I'm not emotionally or financially dependent on my mom; I half-own the house we share, pay my share of the mortgage, utilities, and the equity line from which I borrowed to take care of bills while I was out of work (which is actually the majority share, as my income is now significantly higher than hers). I buy my own groceries and do my own laundry. My mom and I maintain separate lives, much like roommates, although we do hang out and have mother/daughter time and do things together like have lunch and go shopping. We haven't done that in a while because my grandmother's illness has been a big preoccupation and has taken over some of her life, and a significant though not as large a portion of mine.

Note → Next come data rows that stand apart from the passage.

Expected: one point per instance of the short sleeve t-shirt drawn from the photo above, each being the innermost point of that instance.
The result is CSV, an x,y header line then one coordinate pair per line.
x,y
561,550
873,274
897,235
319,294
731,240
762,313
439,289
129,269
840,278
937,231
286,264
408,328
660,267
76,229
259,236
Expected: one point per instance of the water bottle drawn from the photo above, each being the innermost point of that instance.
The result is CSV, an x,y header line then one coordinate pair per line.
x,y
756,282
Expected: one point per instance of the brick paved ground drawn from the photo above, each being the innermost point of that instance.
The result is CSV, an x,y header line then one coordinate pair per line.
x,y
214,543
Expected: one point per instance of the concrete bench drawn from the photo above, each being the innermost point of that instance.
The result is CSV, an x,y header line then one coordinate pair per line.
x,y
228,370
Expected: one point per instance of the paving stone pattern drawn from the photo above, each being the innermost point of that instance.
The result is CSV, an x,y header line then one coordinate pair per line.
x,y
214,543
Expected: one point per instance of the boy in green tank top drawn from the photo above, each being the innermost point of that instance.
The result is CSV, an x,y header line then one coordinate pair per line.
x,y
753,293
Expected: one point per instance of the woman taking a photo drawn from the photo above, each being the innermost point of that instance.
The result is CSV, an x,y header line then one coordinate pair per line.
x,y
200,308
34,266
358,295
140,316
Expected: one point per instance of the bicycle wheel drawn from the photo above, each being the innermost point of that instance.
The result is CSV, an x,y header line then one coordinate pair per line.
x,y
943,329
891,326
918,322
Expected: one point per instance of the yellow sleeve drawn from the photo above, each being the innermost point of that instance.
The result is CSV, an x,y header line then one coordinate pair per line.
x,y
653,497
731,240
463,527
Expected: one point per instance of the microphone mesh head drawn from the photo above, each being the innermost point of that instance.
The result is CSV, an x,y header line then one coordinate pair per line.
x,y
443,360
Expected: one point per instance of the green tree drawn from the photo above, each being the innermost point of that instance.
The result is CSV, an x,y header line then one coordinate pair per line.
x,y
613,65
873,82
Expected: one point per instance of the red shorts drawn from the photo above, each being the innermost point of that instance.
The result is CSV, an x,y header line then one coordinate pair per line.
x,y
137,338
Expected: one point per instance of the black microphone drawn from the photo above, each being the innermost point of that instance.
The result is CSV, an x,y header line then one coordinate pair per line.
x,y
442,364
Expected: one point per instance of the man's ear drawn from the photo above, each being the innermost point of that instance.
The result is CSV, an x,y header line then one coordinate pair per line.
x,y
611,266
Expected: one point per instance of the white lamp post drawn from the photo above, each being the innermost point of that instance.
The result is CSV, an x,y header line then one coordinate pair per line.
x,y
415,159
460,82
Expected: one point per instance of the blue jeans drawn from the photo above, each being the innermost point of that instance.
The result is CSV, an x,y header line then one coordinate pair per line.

I live pretty quietly - I had my wild years in college where I partied and drank and did pretty much what I wanted to do because I was 400 miles away from home and on the loose, so I got that out of my system (and still managed to graduate on time and with a reasonably good GPA). My mom fully recognizes that I am an adult and doesn't place any ridiculous rules or restrictions on me. I am expected to help keep common areas neat and clean, which is a reasonable expectation, and pay my share of the bills, but she doesn't place any restrictions on me like where I can take my car (that I bought and paid for and pay insurance/maintenance on), where I can go and how long I can stay, who I can bring over, whether I can have someone of the opposite sex in my room with the door closed, etc.
The one thing she was rather inflexible on when both my brother and I were living at home was no overnight guests of the opposite sex, but she's softened her stance on that one now that I'm the only one home - mostly because she knows I'm sensible and I'm not going to bring home a different guy every night of the week or anything. I didn't violate that rule when it was in place, and now that it's not in place, I'm not taking advantage of it, so I think she realizes what she can expect from me.
I do have a (reasonable, I would think) expectation to my privacy and my mom respects that and gives me what privacy I need. Just because I live with her (or she lives with me

) doesn't mean I'm an overdependent baby who can't bear to be away from my mom. It's just a better deal for me financially to live here. I put money into this house rather than throwing it away on rent, my mom treats me like the adult I am, we get along fine (for the most part), and she understands that I don't need her watchful eye on me 24/7.